I'm new to machine learning, and am confused about some aspects of stochastic gradient decent.

I've read in several places that, when using vectorized code, the reason that mini-batching in stochastic gradient descent is necessary is to avoid performance degradation when memory limits are hit for too-large mini-batches. But in my code, long before I see any such degradation in processing rate, s/epoch, I see a completely different effect: dramatic decreases in learning rate.

enter image description here

This is no surprise, since for nearly flat processing rate gradient descent rates will be inversely proportional to batch size: s/mini-bach must be increasing. And since (for fixed $\eta$) it is this rate that determines the learning rate, larger mini-batches must — barring some dramatic unexpected and unobserved increase in processing rate with mini-batch size — always be worse than that for smaller batches.

enter image description here

(Moreover any per-epoch analysis of preformance, especially of the training set, will add additional time that grows with mini-batch size.)

It seems then that choosing a mini-batch size depends entirely on selecting a value large enough for vectorization to "kick in" (very small batches perform poorly in that regard) and not going any further than that, except to reduce learning noise.

Is this, in fact, how one chooses a batch size in practice: by picking the lowest possible "well behaved" batch size (e.g. perhaps where the "level off" point is for processing rate) for one’s algorithm, and using that for all networks and training sets? If so, will that number remain the same for my code on all hardware, or is it an unpredictable function of hardware and software? And — more importantly — what of the story that the reason for mini-batching is to avoid memory issues?

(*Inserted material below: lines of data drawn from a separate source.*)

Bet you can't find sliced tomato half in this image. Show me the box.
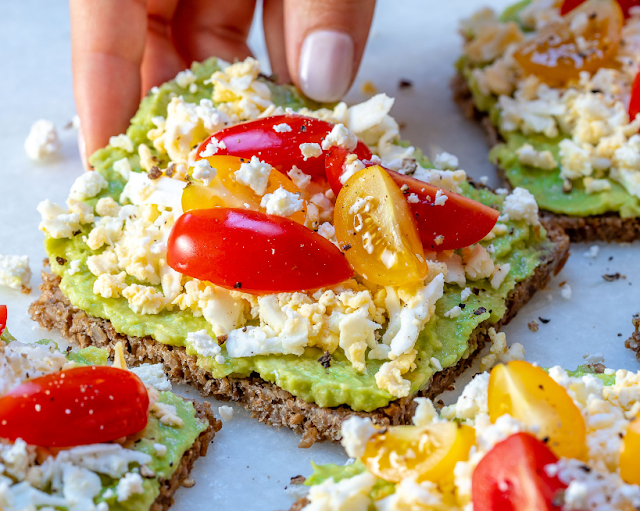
[0,366,149,447]
[471,433,566,511]
[198,114,371,177]
[167,208,353,294]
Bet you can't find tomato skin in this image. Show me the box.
[471,433,567,511]
[198,114,371,177]
[167,208,354,294]
[0,305,7,335]
[0,366,149,447]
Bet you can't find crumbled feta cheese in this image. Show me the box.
[516,144,558,170]
[273,122,291,133]
[322,123,358,154]
[218,406,233,422]
[69,171,109,201]
[233,156,273,196]
[340,415,378,458]
[0,254,31,290]
[193,160,218,186]
[109,134,134,153]
[24,119,60,161]
[287,165,311,190]
[260,186,304,217]
[433,152,458,170]
[502,187,540,226]
[300,142,322,161]
[130,364,171,391]
[116,472,144,502]
[200,137,227,158]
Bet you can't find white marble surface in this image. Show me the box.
[0,0,640,511]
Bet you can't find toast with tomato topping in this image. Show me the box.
[0,325,221,511]
[291,361,640,511]
[452,0,640,242]
[30,59,568,445]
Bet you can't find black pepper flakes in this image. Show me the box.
[318,351,331,369]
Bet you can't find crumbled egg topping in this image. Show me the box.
[0,341,182,511]
[304,368,640,511]
[462,0,640,197]
[39,58,538,397]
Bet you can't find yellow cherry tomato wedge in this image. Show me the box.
[182,156,307,224]
[362,422,476,483]
[620,417,640,484]
[334,165,427,286]
[513,0,624,85]
[489,360,586,459]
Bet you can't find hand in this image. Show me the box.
[70,0,375,159]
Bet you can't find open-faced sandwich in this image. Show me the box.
[292,361,640,511]
[31,59,568,445]
[0,305,220,511]
[454,0,640,241]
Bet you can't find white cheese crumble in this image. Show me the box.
[273,122,291,133]
[24,119,60,161]
[218,406,233,422]
[260,186,304,217]
[233,156,273,196]
[300,142,322,161]
[0,254,31,290]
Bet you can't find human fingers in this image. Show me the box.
[70,0,147,159]
[172,0,255,65]
[284,0,375,102]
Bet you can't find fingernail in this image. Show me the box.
[298,30,353,102]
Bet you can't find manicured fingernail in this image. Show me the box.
[298,30,353,102]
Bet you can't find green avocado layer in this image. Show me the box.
[457,0,640,218]
[45,60,551,411]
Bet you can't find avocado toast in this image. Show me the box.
[0,314,221,511]
[291,361,640,511]
[30,59,568,445]
[452,0,640,242]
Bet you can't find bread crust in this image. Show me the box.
[29,226,569,447]
[150,399,222,511]
[451,73,640,243]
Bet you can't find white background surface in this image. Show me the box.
[0,0,640,511]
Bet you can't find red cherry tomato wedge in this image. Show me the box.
[560,0,640,18]
[327,153,500,251]
[167,208,353,294]
[198,114,371,177]
[471,433,566,511]
[629,68,640,121]
[0,305,7,335]
[0,366,149,447]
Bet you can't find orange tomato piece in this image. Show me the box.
[489,360,586,459]
[182,156,307,224]
[513,0,624,85]
[334,165,427,286]
[362,422,476,483]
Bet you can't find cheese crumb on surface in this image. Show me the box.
[24,119,60,161]
[300,142,322,161]
[233,156,273,196]
[218,406,233,422]
[0,254,31,290]
[260,186,304,217]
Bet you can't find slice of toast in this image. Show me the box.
[150,399,222,511]
[451,73,640,246]
[29,224,569,447]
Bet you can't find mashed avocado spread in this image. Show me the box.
[45,60,551,411]
[457,0,640,218]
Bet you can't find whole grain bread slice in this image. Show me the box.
[451,73,640,242]
[150,400,222,511]
[29,225,569,447]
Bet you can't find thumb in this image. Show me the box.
[284,0,375,102]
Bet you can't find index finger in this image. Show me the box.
[70,0,147,160]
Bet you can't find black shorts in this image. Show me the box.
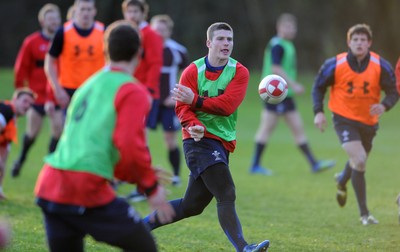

This is consistent with what I see across the board, for both training and test accuracies, for a range of network sizes (the number is the number nodes in the hidden layer of a simple 3-layer "beginner" network):

enter image description here
enter image description here
enter image description here
enter image description here
enter image description here
enter image description here

enter image description here
enter image description here
enter image description here
enter image description here
enter image description here

Best Answer

Deciding on a batch size, or more general, deciding on using batch learning or breaking the training data in min-batches is more towards the very question of how fast the model will converge in total, and how biased/over-fitting my model would end-up being? Of course hardware limitation is another factor. E.g. if you have a training data of size 64GB, then batch learning on normal machines is not an optimum option, you get much better processing performance training on mini-batches which could fit the memory not having to transfer data back and force in RAM in each iteration. This question explains it very well.

You have not mentioned which training data and which cost minimization algorithm you used in your analysis, but all of these factors define how any regime would perform.

But limitations aside, you could look at this problem in a slightly different way. What gives the edge to learning on larger batches is the simple fact that your implementation could vectorize the training set and perform matrix calculations in parallel, then to the extent that your processing unit could parallelize these operations you get shorter epochs (something like numpy in python uses implementations which could do it). Here your algorithm and processing capability will define the optimum batch size.

In stochastic learning you could achieve distributed processing simply by distributing the mini-batches across multiple processing units. Additionally, in stochastic learning, we randomly pick the examples in each iteration to avoid a biased model. It can be proven that this regime could relatively converge to the global optima faster than batch learning (in less iterations) since the gradients are updated after training on less number of examples.